Kazaa owner back for another bite at content conspiracy

GristyMcFisty used our news submit to tell us that the Major record labels are set to take Sharman Networks, which own Kazaa will be back in court a second time. Previously in January, the record labels did not offer enough evidence of harm from the defendants. This coming lawsuit is identical to that in January , but the labels prepared with more evidence. 

The purpose of this lawsuit is to drive peer-to-peer technology out of business. One problem the music labels may face is the issue of price fixing and having high control of the market, thus making competition very difficult. The record labels will argue against the original judge's belief which was that the consumers where responsible for piracy and not the peer-to-peer networks itself.

File sharing network owner, Sharman Networks is set to give its private anti-trust action against the major record labels and Hollywood studios, another bash, after it failed to get a court to take it seriously last time, saying it didn't offer evidence of harm from the defendants.

Now it has come back with another suit, this time saying that it will name names, and places and meetings of when industry executives courted the company and how they then conspired to shut them out. The new suit is identical to the last one, filed in January, except for this provision of extra evidence.

The purpose of the conspiracy is to drive peer to peer technology out of business, the suit claims. There must be, at some stage, a serious platform to investigate the cartel nature of the music companies, with common pricing and the film companies, both of which control their channel to market to the detriment of other competitors. In particular the existence of Movielink, owned by the studios (except Disney) and run for the studios (including Disney) as the most privileged of Video on Demand movie services.

But chances are that the peer-to peer brigade, (Sharman networks now owns Kazaa) are perceived as far less trustworthy even than the comfortable establishment represented by studios and record labels, so perhaps this will not be the case that brings their relationships out into the open.

The record labels are still suing Kazaa and Sharman Networks and go to appeal shortly, where they will argue against the first round judge's belief that peer-to-peer networks are not in themselves responsible for piracy, their customers are.

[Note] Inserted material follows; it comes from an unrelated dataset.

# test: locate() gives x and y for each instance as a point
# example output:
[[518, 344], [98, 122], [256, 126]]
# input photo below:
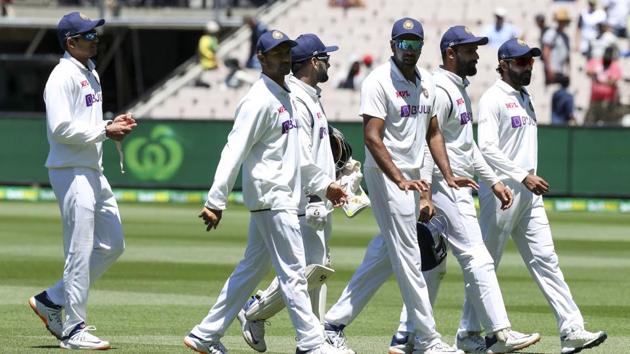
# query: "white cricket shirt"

I would agree with what the original Judge said. It is up to the consumer to decide if they want to make music available online. I do not see ISPs, network hardware companies and so on going to court, since they provide the connectivity for the users and it is up to the user to decide how to use their equipment. Finally, peer-to-peer networks existed long before even the days of even Napster. If you connect up two or more PCs to a hub on a common workgroup, then you have a peer-to-peer network with the ability to share files! Kazaa and most of the other file sharing applications work similar to Window's built in file sharing, but work over a wide area network (Internet) rather than a local area network (single location).